Do you think there's somewhat of a duty to disclose this information, especially after getting intimate with someone? I tend to think I'd be hesitant about getting very wrapped up with anyone who had just gotten out of a lengthy relationship, and definitely would be much more guarded with my feelings, because of the high likelihood that they were unavailable emotionally and/or physically. Not to say I'm overeager to jump into a relationship or tie someone down, but I think a person isn't really capable of giving 100% of themselves even on a purely sexual level if their mind and heart is somewhere else.

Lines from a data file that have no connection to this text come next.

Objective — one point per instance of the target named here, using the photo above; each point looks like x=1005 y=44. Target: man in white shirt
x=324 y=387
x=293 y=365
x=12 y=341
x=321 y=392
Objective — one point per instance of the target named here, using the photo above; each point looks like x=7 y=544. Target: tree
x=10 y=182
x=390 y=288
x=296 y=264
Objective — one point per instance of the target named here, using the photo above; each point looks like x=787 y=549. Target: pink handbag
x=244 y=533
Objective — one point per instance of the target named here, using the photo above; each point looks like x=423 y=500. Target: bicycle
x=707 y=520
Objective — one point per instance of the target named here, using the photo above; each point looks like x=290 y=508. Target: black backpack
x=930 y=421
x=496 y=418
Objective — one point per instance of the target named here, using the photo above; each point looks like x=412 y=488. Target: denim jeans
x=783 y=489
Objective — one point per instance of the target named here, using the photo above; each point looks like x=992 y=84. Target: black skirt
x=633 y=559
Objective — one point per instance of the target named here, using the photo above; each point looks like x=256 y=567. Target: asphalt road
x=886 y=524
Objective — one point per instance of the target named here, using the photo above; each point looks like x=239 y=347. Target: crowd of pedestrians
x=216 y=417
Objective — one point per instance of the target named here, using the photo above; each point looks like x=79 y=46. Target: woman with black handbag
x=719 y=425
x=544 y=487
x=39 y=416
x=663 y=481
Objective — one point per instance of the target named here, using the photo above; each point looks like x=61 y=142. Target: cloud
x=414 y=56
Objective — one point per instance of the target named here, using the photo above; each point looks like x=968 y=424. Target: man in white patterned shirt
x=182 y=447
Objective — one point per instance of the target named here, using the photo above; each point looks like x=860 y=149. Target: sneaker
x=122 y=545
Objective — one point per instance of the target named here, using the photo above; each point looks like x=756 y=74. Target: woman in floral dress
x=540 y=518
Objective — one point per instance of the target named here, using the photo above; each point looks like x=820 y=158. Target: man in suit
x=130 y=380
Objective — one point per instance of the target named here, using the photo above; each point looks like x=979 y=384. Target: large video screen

Emotional availabity is key. Why try a relationship with someone that isnt there? I have to agree with you. I have reservations about opening my self up emotionally to some one recovering from a relatioship.


roadwraith 39M

1/16/2006 11:15 am

I think its very true. I have a person I considered a close friend that when I had first met her was in a relationship. Fast-forward 10 years and she had been engaged to that person, for a few years. The relationship ended, and I think she was very lost and just reaching out for the closest thing to a pillar of strength, if you want to call it that. The end of relationships can be a very disturbed period of time.